= PLVI =

Urban planning term

A peak land value intersection is the region within a settlement with the greatest land value and commerce.
==Location==
As such, it is usually located in the central business district of a town or city, and has the greatest density of transport links such as roads and rail. Other hallmarks indicating a PLVI are tall buildings (in order to maximise the use of land) and a relatively great number of pedestrians.
==Economic basis==
This model is the urban equivalent of von Thünen's rural land use model in that both are based upon locational rent. The main assumption is that in a free market the highest bidder will obtain the use of the land. The highest bidder is likely to be the one who can obtain the maximum profit from that site and so can pay the highest rent. Competition for land is keenest in the city centre.

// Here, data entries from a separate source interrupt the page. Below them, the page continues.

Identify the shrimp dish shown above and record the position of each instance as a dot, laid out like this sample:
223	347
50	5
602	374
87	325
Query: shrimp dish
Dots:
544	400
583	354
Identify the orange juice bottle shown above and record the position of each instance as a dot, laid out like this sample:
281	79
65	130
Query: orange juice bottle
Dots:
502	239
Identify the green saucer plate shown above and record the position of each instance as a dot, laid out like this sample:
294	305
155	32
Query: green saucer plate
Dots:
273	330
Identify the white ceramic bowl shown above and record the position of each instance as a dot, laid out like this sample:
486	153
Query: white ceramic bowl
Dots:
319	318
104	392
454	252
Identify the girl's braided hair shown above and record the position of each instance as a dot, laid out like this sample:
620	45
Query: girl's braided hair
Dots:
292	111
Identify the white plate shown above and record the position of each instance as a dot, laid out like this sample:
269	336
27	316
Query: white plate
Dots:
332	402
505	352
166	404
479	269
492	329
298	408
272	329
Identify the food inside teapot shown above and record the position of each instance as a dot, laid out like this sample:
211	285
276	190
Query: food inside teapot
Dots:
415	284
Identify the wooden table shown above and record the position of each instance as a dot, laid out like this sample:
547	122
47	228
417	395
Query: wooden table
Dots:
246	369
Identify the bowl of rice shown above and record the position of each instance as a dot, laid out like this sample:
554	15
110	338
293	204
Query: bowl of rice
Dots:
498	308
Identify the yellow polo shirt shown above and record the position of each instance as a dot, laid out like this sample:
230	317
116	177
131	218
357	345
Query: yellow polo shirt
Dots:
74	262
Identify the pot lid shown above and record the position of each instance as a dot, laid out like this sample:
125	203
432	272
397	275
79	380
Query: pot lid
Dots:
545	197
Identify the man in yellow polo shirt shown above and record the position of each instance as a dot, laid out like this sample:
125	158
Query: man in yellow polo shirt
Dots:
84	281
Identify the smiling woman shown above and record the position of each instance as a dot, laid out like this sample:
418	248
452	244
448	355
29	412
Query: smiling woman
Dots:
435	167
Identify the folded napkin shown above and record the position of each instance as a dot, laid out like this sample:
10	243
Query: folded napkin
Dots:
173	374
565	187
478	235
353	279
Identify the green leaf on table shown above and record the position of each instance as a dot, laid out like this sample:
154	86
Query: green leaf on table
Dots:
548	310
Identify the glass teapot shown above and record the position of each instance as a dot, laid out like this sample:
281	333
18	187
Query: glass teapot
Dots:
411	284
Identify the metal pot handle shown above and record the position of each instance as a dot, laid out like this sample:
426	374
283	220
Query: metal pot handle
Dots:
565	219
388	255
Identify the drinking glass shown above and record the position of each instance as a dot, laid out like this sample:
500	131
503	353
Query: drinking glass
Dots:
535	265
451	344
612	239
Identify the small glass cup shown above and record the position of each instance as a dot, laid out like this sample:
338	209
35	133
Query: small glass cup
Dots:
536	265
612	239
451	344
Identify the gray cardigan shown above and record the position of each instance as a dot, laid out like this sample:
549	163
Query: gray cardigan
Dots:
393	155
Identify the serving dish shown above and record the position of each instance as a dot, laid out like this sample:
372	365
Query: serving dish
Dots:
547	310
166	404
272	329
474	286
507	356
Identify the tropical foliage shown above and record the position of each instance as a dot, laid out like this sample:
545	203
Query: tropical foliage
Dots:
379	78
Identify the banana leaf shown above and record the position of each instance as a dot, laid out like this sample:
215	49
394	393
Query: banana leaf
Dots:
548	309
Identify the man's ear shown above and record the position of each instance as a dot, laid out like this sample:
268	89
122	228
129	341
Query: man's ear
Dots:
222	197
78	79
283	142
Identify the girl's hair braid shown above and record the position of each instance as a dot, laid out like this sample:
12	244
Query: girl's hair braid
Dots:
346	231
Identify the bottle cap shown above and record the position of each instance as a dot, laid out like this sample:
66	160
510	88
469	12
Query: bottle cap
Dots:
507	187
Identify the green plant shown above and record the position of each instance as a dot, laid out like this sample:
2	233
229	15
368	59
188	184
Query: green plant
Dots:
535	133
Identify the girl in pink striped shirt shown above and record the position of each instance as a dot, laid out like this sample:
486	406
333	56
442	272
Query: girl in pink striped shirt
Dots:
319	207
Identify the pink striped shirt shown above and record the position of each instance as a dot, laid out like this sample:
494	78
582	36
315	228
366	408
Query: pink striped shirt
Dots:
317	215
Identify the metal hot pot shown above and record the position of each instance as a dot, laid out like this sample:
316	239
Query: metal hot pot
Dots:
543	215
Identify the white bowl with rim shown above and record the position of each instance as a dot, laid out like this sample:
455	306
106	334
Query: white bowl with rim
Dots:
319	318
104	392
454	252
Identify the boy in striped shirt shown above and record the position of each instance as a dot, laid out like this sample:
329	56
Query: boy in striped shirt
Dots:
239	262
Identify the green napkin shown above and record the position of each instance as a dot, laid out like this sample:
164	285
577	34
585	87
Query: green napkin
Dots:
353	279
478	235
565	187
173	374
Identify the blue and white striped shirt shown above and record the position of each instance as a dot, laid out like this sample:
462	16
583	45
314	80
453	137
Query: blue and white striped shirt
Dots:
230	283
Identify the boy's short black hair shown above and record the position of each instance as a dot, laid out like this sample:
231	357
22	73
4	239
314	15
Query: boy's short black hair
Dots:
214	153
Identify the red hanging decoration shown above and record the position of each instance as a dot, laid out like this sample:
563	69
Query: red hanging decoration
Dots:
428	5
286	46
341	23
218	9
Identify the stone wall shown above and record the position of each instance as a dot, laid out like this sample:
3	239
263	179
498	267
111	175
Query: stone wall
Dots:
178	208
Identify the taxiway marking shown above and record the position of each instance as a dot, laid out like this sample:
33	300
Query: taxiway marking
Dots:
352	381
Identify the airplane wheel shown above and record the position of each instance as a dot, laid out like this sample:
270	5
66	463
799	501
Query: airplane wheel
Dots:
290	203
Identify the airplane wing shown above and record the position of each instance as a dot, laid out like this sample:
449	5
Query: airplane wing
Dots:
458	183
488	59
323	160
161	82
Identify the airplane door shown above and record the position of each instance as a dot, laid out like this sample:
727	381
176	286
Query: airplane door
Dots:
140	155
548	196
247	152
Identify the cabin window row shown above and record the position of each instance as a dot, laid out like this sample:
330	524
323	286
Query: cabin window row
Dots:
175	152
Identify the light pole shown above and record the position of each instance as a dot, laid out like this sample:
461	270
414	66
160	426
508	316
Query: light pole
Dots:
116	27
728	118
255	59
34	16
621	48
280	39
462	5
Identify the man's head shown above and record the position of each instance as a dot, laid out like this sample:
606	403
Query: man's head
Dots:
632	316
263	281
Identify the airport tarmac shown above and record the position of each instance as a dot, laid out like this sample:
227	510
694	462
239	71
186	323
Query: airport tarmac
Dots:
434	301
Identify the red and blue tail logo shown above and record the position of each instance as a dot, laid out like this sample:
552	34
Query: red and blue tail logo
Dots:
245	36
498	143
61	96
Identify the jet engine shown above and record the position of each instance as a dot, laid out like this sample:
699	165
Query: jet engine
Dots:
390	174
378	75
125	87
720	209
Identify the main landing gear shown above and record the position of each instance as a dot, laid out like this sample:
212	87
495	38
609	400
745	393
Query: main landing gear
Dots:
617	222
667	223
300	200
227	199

The most expensive or 'prime' sites in most cities are in the CBD, mainly because of its accessibility and the shortage of space there. Shops, especially department stores, conduct their business using a relatively small amount of ground space, and due to their high rate of sales and turnover they can bid a high price for the land (for which they try to compensate by building upwards and by using the land intensively). The most valuable site within the CBD is called the peak Land value intersection or PLVI. Competing with retailers are offices, which also rely upon good transport systems and, traditionally, proximity to other commercial buildings (this concept does not have the same relevance in centrally planned economies).

One basis of this model is 'the more accessible the site, the higher its land value'. Rents will therefore be greater along main routes leading out of the city and along outer ring roads. Where two of these routes cross, there may be a secondary or subsidiary land value peak. Here the land use is likely to be a small suburban shopping parade or a small industrial estate.